Joint Effort: Why “Pot Shops” Need to Wake Up and Cultivate a Better Brand
Written by Kimberly MacArthur Graham on March 5, 2014
Hello, marijuana purveyors, a.k.a., “pot shops.” We here in Colorado, along with our equally liberal friends in Washington, passed the bong – er, bill – that gave you legal status. I may or may not smoke, but I do partake of beer, wine, spirits, and “live and let live.” Plus, I hope that laws might focus on frankly more critical matters such as rape and murder. So I’m good with making it legal to light up. What has unexpectedly offended me, however, is the predictable, hackneyed, one-note marketing. Must every logo involve a pot leaf or a “green cross”? Must every store name contain a reference to health, medicine, or “Mile High”? This lack of originality is enough to convince anyone that pot destroys your brain cells.
What happened to the brave new industry that wanted to normalize pot and appeal to the mainstream? I have news. The mainstream is not people who cling to the Age of Aquarius. Mainstream is me, my friends and neighbors – and we haven’t seen anything yet that tempts us. We are into wine shops, craft beers, farm-to-table cuisine, and small-batch liquors.

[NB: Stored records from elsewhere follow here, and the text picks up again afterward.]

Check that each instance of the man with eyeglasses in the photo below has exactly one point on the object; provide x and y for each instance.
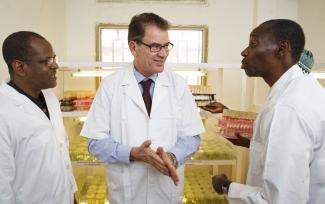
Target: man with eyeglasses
(34, 159)
(144, 122)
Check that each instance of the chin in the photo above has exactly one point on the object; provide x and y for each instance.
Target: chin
(159, 69)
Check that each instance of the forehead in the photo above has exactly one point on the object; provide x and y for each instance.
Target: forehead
(262, 33)
(155, 34)
(41, 46)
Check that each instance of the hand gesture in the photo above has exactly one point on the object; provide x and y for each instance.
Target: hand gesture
(146, 154)
(240, 141)
(220, 183)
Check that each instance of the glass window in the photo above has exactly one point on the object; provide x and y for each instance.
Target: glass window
(189, 47)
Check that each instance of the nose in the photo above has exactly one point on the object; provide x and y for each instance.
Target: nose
(163, 52)
(244, 53)
(54, 65)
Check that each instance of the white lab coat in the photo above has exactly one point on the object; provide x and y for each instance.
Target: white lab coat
(287, 152)
(34, 161)
(118, 109)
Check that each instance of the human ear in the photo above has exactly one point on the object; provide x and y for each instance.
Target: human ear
(19, 68)
(133, 48)
(283, 48)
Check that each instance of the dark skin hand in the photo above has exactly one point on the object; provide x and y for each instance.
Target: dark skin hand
(218, 181)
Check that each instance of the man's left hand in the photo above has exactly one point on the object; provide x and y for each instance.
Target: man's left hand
(221, 183)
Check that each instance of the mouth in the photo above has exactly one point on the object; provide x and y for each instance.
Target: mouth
(159, 62)
(243, 64)
(53, 76)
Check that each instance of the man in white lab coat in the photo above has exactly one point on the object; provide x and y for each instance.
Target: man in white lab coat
(287, 149)
(144, 122)
(34, 160)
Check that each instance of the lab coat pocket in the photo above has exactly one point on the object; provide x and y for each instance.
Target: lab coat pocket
(257, 157)
(162, 132)
(321, 173)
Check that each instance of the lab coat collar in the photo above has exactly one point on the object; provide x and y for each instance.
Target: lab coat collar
(27, 105)
(132, 90)
(278, 87)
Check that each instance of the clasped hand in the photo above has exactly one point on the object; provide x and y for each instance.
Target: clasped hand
(159, 159)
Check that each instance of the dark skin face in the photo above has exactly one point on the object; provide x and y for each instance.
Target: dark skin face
(35, 72)
(265, 57)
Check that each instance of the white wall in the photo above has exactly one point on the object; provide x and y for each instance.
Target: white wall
(45, 17)
(70, 26)
(312, 19)
(229, 22)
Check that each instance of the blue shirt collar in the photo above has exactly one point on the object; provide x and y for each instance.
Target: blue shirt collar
(139, 77)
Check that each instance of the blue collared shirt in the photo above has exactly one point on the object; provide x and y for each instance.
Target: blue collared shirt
(108, 150)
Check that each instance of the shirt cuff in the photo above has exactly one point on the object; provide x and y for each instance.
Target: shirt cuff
(123, 153)
(179, 154)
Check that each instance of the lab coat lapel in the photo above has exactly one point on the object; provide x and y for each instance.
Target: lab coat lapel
(26, 104)
(160, 92)
(132, 90)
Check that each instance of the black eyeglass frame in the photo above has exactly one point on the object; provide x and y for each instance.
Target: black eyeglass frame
(157, 46)
(48, 62)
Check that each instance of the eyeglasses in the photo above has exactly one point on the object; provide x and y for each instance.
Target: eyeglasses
(48, 62)
(155, 47)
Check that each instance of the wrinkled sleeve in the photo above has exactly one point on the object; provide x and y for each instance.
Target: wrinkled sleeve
(97, 124)
(7, 166)
(288, 155)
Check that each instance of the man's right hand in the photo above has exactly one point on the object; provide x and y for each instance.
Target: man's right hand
(240, 141)
(146, 154)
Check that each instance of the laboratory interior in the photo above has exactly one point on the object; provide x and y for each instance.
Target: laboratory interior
(89, 38)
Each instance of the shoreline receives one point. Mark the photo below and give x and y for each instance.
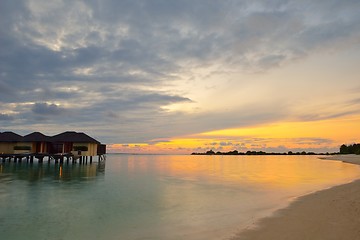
(331, 213)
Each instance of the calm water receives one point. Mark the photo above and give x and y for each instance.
(156, 197)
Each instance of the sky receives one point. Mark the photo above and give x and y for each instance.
(171, 76)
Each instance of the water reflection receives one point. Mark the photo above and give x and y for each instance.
(58, 172)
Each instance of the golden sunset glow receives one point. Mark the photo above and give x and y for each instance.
(287, 135)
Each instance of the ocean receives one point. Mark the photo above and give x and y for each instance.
(160, 197)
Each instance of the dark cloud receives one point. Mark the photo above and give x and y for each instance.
(107, 61)
(47, 109)
(6, 117)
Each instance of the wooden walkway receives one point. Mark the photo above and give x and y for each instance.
(57, 158)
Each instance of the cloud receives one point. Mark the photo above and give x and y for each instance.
(112, 66)
(47, 109)
(6, 117)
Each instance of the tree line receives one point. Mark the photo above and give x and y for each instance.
(350, 149)
(344, 149)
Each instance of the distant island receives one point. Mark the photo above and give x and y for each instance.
(344, 149)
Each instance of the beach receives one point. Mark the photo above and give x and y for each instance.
(328, 214)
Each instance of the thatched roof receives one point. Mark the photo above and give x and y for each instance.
(71, 136)
(36, 137)
(10, 137)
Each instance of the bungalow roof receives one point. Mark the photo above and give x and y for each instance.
(36, 137)
(10, 137)
(71, 136)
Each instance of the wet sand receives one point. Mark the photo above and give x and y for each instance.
(331, 214)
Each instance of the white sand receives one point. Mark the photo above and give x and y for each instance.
(331, 214)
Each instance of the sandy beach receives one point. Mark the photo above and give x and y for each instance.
(328, 214)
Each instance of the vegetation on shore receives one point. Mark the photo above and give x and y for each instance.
(235, 152)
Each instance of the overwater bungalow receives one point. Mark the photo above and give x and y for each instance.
(70, 143)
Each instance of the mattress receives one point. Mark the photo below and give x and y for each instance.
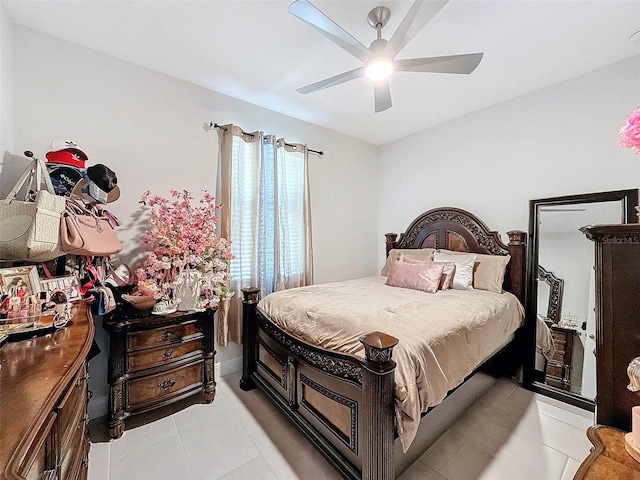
(442, 337)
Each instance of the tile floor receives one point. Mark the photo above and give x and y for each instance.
(508, 433)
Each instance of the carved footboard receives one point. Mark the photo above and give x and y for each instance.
(342, 403)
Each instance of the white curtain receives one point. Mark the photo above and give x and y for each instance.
(266, 213)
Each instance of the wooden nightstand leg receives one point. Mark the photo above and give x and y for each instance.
(209, 383)
(116, 420)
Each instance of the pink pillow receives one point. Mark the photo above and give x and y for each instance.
(448, 270)
(423, 276)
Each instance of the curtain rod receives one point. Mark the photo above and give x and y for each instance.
(210, 125)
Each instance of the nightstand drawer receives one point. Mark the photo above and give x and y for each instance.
(559, 356)
(162, 386)
(161, 336)
(160, 356)
(555, 370)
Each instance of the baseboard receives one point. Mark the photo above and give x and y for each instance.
(228, 367)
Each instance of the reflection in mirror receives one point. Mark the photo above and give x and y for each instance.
(562, 285)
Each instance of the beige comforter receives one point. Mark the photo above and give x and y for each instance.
(442, 337)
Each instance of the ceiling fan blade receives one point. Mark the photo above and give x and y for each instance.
(417, 17)
(331, 81)
(306, 12)
(465, 63)
(382, 94)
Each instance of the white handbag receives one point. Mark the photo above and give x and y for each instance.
(30, 229)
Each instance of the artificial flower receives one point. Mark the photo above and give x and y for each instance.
(183, 241)
(630, 131)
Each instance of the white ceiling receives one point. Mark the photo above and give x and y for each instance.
(258, 52)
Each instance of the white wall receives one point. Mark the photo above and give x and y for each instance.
(560, 140)
(6, 56)
(147, 127)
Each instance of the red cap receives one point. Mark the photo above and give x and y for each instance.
(66, 157)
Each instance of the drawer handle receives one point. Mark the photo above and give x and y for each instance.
(167, 384)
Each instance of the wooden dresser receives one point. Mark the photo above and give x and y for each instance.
(43, 403)
(617, 263)
(608, 459)
(564, 369)
(157, 360)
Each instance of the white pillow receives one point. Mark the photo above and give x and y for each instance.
(463, 276)
(489, 271)
(423, 254)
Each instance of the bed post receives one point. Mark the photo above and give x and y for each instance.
(378, 406)
(249, 330)
(518, 273)
(391, 241)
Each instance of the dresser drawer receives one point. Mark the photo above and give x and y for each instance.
(73, 458)
(162, 355)
(72, 408)
(161, 336)
(162, 386)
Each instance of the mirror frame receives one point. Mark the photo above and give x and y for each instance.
(629, 199)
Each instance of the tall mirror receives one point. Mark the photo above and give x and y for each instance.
(560, 309)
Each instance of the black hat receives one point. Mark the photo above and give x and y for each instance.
(99, 185)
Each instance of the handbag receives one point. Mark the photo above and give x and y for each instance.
(30, 229)
(84, 233)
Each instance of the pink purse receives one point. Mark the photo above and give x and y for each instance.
(84, 233)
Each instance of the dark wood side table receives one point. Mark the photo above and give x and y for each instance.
(564, 370)
(156, 360)
(608, 459)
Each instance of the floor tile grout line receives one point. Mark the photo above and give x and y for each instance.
(561, 421)
(448, 458)
(184, 450)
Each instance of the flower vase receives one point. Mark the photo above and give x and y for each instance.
(188, 292)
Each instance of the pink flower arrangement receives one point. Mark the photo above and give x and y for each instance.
(630, 131)
(181, 242)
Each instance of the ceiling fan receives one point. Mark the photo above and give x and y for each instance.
(379, 59)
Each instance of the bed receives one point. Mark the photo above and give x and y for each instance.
(344, 395)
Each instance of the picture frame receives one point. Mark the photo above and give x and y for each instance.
(19, 281)
(68, 284)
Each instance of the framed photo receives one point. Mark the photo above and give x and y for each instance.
(69, 285)
(19, 281)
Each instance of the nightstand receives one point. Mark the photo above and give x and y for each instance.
(157, 360)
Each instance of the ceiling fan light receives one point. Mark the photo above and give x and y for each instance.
(379, 68)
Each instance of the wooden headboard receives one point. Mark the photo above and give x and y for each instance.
(456, 229)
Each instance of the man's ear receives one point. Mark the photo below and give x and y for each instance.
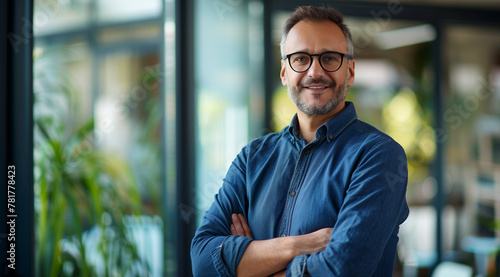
(283, 73)
(352, 65)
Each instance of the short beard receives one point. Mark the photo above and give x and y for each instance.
(339, 95)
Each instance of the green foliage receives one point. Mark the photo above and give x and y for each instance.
(78, 190)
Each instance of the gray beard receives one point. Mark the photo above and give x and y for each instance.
(339, 95)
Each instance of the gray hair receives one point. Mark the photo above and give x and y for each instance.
(316, 14)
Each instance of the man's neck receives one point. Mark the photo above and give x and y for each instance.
(308, 124)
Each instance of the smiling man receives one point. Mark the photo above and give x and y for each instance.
(323, 197)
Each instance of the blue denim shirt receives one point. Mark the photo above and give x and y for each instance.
(352, 177)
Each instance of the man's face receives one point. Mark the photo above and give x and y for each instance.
(317, 91)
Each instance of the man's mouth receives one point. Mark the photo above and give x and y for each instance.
(317, 87)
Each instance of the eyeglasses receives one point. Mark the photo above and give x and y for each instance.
(330, 61)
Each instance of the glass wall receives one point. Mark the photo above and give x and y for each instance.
(472, 138)
(98, 139)
(228, 87)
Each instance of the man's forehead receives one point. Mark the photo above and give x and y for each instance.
(318, 36)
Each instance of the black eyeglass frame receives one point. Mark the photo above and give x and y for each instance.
(342, 55)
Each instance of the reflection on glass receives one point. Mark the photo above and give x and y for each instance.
(97, 115)
(228, 90)
(472, 117)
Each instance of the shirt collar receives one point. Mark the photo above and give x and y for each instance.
(333, 127)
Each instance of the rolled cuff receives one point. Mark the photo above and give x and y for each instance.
(227, 255)
(297, 267)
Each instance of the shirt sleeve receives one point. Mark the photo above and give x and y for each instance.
(214, 252)
(368, 221)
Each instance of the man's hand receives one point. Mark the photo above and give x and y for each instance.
(265, 257)
(240, 226)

We are into quality, unique experience, and ambiance . . . made readily accessible, instantly recognizable, and therefore ironically common. We want the Starbucks of Pot (Budbucks?), which of course someone is actually working on.
Until then, I cling to the fact that the only thing outnumbering pot shops are those ubiquitous coffee dens. Surely, as the field gets more crowded, economic Darwinism will force some better branding into the, uh, PIPEline. If someone is brave enough to brand a marijuana experience as cultured, sophisticated, and hip enough for hipsters, let me know and I’ll get in line. I just won’t inhale.